With this development, the Port re-negotiated its lease with DNR for a one-year period, to determine future market conditions, and whether it would be to the Port’s advantage to continue with the remaining 4-years of the lease.

Since then, talks with timber industry representatives have indicated that keeping the log storage area would be beneficial to all parties.

Read more

Deborah Bach has the story at Three Sheets Northwest:

A roundup of places to watch July 4th fireworks by boat

Seattle almost became the city without a July 4thfireworks display this year, ambulance
but last-minute largesse from a collection of donors saved the day.

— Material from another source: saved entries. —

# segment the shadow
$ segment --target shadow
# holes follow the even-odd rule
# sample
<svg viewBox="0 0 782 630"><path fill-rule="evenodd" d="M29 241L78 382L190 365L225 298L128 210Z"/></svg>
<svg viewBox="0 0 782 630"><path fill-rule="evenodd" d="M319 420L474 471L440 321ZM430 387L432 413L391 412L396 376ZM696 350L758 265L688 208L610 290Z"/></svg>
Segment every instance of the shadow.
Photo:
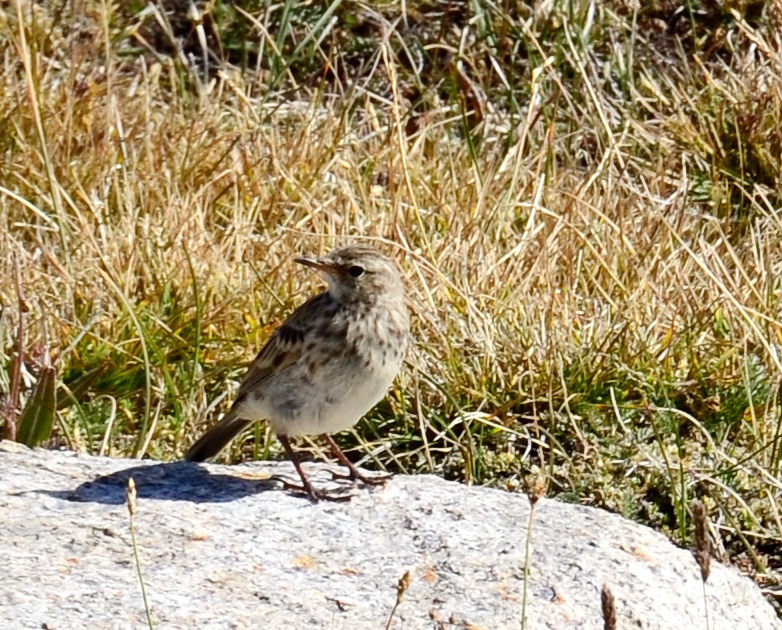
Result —
<svg viewBox="0 0 782 630"><path fill-rule="evenodd" d="M133 477L140 499L162 501L192 501L193 503L227 503L269 490L281 491L277 477L243 478L237 475L210 473L192 462L166 462L131 466L86 481L74 490L44 490L42 494L66 501L125 503L128 479ZM247 474L245 472L245 474Z"/></svg>

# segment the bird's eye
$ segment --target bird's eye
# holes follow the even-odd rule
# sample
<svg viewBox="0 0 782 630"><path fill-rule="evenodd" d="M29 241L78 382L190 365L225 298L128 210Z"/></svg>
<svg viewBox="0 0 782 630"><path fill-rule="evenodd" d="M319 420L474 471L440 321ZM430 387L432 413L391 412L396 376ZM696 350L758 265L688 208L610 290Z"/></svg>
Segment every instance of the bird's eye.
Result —
<svg viewBox="0 0 782 630"><path fill-rule="evenodd" d="M348 273L354 278L358 278L359 276L362 276L364 274L364 268L359 267L358 265L353 265L348 269Z"/></svg>

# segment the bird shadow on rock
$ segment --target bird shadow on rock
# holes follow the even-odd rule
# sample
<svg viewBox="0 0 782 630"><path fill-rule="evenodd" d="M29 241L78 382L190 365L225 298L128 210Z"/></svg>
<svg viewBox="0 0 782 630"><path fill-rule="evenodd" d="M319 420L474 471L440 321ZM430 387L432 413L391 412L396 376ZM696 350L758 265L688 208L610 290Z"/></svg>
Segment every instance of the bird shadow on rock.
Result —
<svg viewBox="0 0 782 630"><path fill-rule="evenodd" d="M280 480L243 478L213 473L191 462L167 462L131 466L85 481L73 490L47 490L42 494L85 503L119 505L126 502L128 479L133 477L140 499L227 503L269 490L280 490Z"/></svg>

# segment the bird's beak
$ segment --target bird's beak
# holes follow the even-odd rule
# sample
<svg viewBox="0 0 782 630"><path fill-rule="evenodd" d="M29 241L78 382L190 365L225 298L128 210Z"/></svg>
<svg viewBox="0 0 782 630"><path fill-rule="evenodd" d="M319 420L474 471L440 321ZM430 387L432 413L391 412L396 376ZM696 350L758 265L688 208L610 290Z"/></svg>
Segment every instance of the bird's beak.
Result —
<svg viewBox="0 0 782 630"><path fill-rule="evenodd" d="M313 269L317 269L318 271L329 275L334 275L336 271L334 265L325 263L318 258L296 258L295 260L300 265L304 265L305 267L312 267Z"/></svg>

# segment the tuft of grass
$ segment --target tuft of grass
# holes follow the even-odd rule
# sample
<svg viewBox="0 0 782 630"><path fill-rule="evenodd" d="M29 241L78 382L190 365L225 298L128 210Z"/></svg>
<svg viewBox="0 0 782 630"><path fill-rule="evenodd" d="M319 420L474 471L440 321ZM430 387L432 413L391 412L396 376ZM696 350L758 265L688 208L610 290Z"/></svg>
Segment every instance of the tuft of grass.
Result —
<svg viewBox="0 0 782 630"><path fill-rule="evenodd" d="M0 8L4 417L52 365L51 444L177 458L315 290L293 256L363 240L416 343L351 457L534 463L682 545L700 499L776 602L778 3L74 6Z"/></svg>
<svg viewBox="0 0 782 630"><path fill-rule="evenodd" d="M396 609L399 608L399 604L402 603L402 599L404 599L405 593L407 592L407 589L410 587L410 571L405 571L405 574L399 578L399 582L396 586L396 602L394 603L394 607L391 609L391 613L388 615L388 621L386 622L386 630L388 630L391 627L391 623L394 621L394 615L396 614Z"/></svg>
<svg viewBox="0 0 782 630"><path fill-rule="evenodd" d="M532 523L535 518L535 506L540 498L545 494L546 478L543 471L538 473L529 481L529 487L526 489L529 499L529 518L527 519L527 531L524 539L524 585L521 599L521 630L527 627L527 589L529 587L529 576L532 571Z"/></svg>
<svg viewBox="0 0 782 630"><path fill-rule="evenodd" d="M706 630L709 630L709 602L706 599L706 581L711 573L711 541L708 537L708 523L706 522L706 510L700 501L692 502L692 520L695 524L695 549L693 555L701 570L701 583L703 585L703 611L706 617Z"/></svg>
<svg viewBox="0 0 782 630"><path fill-rule="evenodd" d="M147 589L144 586L144 576L141 572L141 560L139 559L138 544L136 543L136 522L134 517L136 515L137 503L136 503L136 482L133 477L128 477L128 486L125 489L125 502L128 504L128 517L130 518L130 540L133 547L133 559L136 562L136 574L138 575L138 582L141 585L141 599L144 601L144 612L147 616L147 625L149 630L153 630L152 614L149 612L149 602L147 601Z"/></svg>
<svg viewBox="0 0 782 630"><path fill-rule="evenodd" d="M608 584L603 584L600 590L600 606L603 612L603 628L616 630L616 600Z"/></svg>

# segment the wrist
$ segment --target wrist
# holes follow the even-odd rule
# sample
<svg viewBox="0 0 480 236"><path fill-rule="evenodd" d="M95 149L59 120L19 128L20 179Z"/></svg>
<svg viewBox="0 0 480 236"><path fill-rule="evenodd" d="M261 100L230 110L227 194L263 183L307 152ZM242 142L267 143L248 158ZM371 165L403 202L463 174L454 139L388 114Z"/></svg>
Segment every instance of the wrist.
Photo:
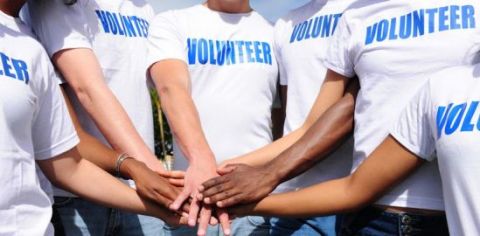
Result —
<svg viewBox="0 0 480 236"><path fill-rule="evenodd" d="M280 165L277 167L276 163L265 164L260 167L265 173L265 178L271 183L273 188L277 187L284 179L283 167Z"/></svg>
<svg viewBox="0 0 480 236"><path fill-rule="evenodd" d="M125 179L135 179L135 174L148 169L145 163L128 158L120 165L120 176Z"/></svg>
<svg viewBox="0 0 480 236"><path fill-rule="evenodd" d="M190 166L197 166L206 169L217 169L217 161L213 154L192 156L189 158Z"/></svg>

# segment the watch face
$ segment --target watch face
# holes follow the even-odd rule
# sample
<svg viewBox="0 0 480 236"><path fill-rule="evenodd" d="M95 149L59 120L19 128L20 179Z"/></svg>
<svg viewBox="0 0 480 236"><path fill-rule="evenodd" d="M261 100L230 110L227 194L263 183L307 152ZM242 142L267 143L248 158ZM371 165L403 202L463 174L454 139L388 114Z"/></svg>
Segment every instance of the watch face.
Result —
<svg viewBox="0 0 480 236"><path fill-rule="evenodd" d="M77 0L63 0L63 3L66 5L73 5L77 2Z"/></svg>

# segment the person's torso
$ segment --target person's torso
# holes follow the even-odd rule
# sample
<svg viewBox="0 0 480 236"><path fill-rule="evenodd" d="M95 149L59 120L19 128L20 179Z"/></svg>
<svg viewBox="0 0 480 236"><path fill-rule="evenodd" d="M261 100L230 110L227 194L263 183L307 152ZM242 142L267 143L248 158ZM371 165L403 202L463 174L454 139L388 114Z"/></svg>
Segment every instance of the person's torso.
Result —
<svg viewBox="0 0 480 236"><path fill-rule="evenodd" d="M0 41L0 234L49 234L51 201L40 187L32 140L42 80L51 79L41 66L48 57L28 27L3 12Z"/></svg>
<svg viewBox="0 0 480 236"><path fill-rule="evenodd" d="M354 166L388 135L429 73L475 61L480 35L477 1L366 1L344 14L348 56L360 79L355 109ZM436 163L424 165L378 201L441 210Z"/></svg>
<svg viewBox="0 0 480 236"><path fill-rule="evenodd" d="M187 48L191 94L217 162L271 142L277 61L273 27L256 12L197 5L174 12ZM175 167L188 165L178 148Z"/></svg>
<svg viewBox="0 0 480 236"><path fill-rule="evenodd" d="M323 60L329 38L351 3L314 0L277 22L275 44L280 80L288 86L284 135L298 129L307 118L325 79ZM348 175L352 148L353 140L349 140L326 160L281 184L276 191L291 191Z"/></svg>
<svg viewBox="0 0 480 236"><path fill-rule="evenodd" d="M452 235L480 233L480 66L445 71L431 82L428 123Z"/></svg>

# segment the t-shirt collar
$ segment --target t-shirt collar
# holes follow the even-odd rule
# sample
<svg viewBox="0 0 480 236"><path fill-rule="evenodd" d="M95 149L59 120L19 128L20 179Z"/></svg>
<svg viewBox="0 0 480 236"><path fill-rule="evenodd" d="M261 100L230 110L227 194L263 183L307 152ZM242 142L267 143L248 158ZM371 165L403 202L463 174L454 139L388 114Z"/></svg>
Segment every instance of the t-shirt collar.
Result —
<svg viewBox="0 0 480 236"><path fill-rule="evenodd" d="M11 15L7 15L5 12L0 11L0 23L3 25L18 25L22 23L22 20L18 17L13 17Z"/></svg>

In less than 24 hours, health
corporations and individuals raised $500,000 to ensure that the city’s Fourth of July celebration at Gas Works Park will go ahead as usual. Fireworks will once again light up the Seattle skies over Lake Union, and there are plenty of other places around Puget Sound to get your Independence Day on with a bang.

Here are some of the displays going on around the region:

Read more

KIPP ROBERTSON has the story in the North Kitsap Herald:

POULSBO — The Washington State Department of Ecology is investigating the clean-up practices of thePort of Poulsbo, cialis following a small oil spill last week.

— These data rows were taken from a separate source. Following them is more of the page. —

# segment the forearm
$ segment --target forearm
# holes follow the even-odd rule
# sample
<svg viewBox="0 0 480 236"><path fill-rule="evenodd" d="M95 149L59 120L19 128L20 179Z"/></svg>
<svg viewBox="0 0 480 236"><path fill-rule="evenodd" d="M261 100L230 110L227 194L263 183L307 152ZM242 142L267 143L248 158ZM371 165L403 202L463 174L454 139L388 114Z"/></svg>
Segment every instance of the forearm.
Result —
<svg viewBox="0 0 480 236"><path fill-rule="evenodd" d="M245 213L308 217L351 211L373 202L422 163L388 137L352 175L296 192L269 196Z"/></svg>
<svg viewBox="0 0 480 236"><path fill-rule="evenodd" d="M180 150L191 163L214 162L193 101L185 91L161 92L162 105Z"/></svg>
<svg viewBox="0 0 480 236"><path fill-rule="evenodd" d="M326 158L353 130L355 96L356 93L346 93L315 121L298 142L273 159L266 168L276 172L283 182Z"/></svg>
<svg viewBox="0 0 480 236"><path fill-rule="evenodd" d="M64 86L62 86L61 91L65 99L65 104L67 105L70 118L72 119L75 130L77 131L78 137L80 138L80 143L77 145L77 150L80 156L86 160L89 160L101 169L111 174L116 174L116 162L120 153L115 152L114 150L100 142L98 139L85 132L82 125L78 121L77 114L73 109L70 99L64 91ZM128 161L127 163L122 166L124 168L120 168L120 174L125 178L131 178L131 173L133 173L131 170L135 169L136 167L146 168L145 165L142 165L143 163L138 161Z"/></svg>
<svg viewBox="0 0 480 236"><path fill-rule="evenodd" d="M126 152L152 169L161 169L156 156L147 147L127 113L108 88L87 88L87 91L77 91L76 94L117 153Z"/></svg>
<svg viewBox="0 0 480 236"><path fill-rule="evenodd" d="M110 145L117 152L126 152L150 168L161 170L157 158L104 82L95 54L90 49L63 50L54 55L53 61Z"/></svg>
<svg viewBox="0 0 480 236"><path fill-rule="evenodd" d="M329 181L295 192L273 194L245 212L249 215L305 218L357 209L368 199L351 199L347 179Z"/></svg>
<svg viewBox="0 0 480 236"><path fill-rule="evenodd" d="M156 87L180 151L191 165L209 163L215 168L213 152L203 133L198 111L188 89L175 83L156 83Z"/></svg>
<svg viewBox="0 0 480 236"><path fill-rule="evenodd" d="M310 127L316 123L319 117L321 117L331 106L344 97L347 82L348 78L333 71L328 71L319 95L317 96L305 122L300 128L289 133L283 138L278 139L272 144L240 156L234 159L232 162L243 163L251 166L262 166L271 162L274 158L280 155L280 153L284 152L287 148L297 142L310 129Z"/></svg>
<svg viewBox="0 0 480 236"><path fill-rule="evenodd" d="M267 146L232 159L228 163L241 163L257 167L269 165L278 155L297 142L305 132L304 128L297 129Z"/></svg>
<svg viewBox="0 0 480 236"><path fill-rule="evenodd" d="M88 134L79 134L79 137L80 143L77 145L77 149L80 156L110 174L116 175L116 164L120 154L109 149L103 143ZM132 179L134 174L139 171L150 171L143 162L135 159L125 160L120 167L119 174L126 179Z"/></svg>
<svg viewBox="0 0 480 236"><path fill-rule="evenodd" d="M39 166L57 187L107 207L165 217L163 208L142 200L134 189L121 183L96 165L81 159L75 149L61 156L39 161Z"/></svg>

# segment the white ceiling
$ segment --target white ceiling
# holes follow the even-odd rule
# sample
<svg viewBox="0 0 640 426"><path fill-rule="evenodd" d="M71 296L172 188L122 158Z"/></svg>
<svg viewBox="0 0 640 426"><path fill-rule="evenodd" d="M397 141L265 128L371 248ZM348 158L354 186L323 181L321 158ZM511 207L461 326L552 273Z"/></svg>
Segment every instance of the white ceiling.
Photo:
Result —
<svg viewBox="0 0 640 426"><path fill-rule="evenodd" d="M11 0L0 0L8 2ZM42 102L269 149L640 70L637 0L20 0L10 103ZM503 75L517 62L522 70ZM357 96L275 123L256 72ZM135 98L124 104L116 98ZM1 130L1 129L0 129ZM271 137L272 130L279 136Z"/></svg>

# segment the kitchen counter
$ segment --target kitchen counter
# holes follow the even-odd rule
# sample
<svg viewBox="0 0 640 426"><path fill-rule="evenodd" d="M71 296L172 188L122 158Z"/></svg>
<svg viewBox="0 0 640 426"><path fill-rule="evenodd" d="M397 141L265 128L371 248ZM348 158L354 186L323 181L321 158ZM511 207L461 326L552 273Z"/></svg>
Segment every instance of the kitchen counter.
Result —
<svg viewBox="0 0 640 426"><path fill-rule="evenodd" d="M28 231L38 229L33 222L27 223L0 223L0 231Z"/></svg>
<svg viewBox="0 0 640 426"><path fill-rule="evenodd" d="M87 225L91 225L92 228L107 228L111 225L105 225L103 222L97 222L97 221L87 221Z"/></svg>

Two days after a small diesel oil spill from a boat on June 22, cure
the port reported to the Department of Ecology its employees used the chemical dispersantFM 186-2 to remove oil from the surface of the water.

It is illegal to use any form of dispersant in the Puget Sound, said senior spill responder of the Department of Ecology Dick Walker. Dispersants are only legal on the outer coast of Washington state. Before they are used, permission is required from the Coast Guard and the Department of Ecology.

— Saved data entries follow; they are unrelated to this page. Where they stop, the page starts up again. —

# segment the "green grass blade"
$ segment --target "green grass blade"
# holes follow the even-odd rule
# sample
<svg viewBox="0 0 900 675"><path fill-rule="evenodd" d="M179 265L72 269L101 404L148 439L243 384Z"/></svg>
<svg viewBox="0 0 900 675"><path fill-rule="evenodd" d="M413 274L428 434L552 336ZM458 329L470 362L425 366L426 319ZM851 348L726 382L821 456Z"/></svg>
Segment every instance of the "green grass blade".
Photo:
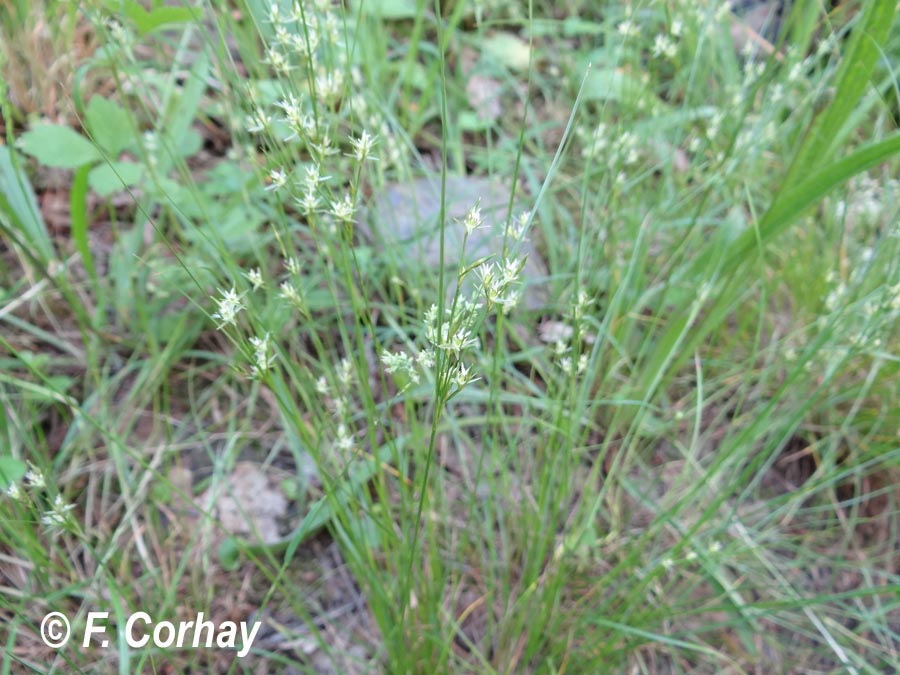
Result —
<svg viewBox="0 0 900 675"><path fill-rule="evenodd" d="M0 215L7 215L12 226L32 247L31 252L46 265L56 255L40 213L34 190L19 168L14 151L0 145Z"/></svg>
<svg viewBox="0 0 900 675"><path fill-rule="evenodd" d="M850 36L847 53L835 76L835 95L831 104L813 120L797 151L785 185L800 180L803 171L834 154L849 132L844 125L859 102L875 71L875 65L887 42L894 22L894 0L875 0L865 4L863 16Z"/></svg>
<svg viewBox="0 0 900 675"><path fill-rule="evenodd" d="M72 218L72 240L75 242L75 248L81 255L84 268L94 282L94 288L99 288L97 281L97 272L94 269L94 258L91 255L91 247L88 244L88 221L87 221L87 190L88 190L88 173L90 173L90 165L85 165L75 172L72 179L72 190L69 193L69 205Z"/></svg>
<svg viewBox="0 0 900 675"><path fill-rule="evenodd" d="M831 190L853 176L867 171L900 152L900 134L871 143L830 164L822 171L800 182L796 187L782 190L763 216L758 236L763 244L783 232L804 210L816 204ZM747 230L732 244L725 269L733 269L747 258L757 246L757 232Z"/></svg>

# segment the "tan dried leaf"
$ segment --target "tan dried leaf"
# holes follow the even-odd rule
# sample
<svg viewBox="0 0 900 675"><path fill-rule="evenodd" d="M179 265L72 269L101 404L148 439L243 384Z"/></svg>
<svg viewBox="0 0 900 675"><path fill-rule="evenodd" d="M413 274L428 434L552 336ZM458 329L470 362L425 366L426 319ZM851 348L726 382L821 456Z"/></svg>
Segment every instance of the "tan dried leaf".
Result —
<svg viewBox="0 0 900 675"><path fill-rule="evenodd" d="M199 504L230 534L258 536L276 542L279 519L287 513L288 500L281 492L281 476L265 473L252 462L239 462L224 482L207 490Z"/></svg>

"Dispersing oil is not a good practice," spokesman for the state Department of Ecology Larry Altose said. "It causes the oil to sink into the marine life and does more harm than good."

Read more

This unsigned story appears in the Snohomish Times:

The Washington State Department of Natural Resources (DNR) announced it has reached settlements with three Washington shellfish companies to resolve their unauthorized use of state-owned tidelands to grow and harvest shellfish.
Under the agreements, health the three companies – Taylor Shellfish, drugs
Seattle Shellfish and Arcadia Point Seafood – will repay the state a total of $417,000 for allowing their operations to encroach on state-owned aquatic lands.
"I am pleased that all three shellfish growers have shown such commitment to working cooperatively with DNR to determine the rightful access to use these public tidelands," said Commissioner of Public Lands Peter Goldmark. "Each firms legal use of tidelands – both private and publicly owned – is important to create jobs and generate revenue that helps protect Puget Sound and bring it back to health."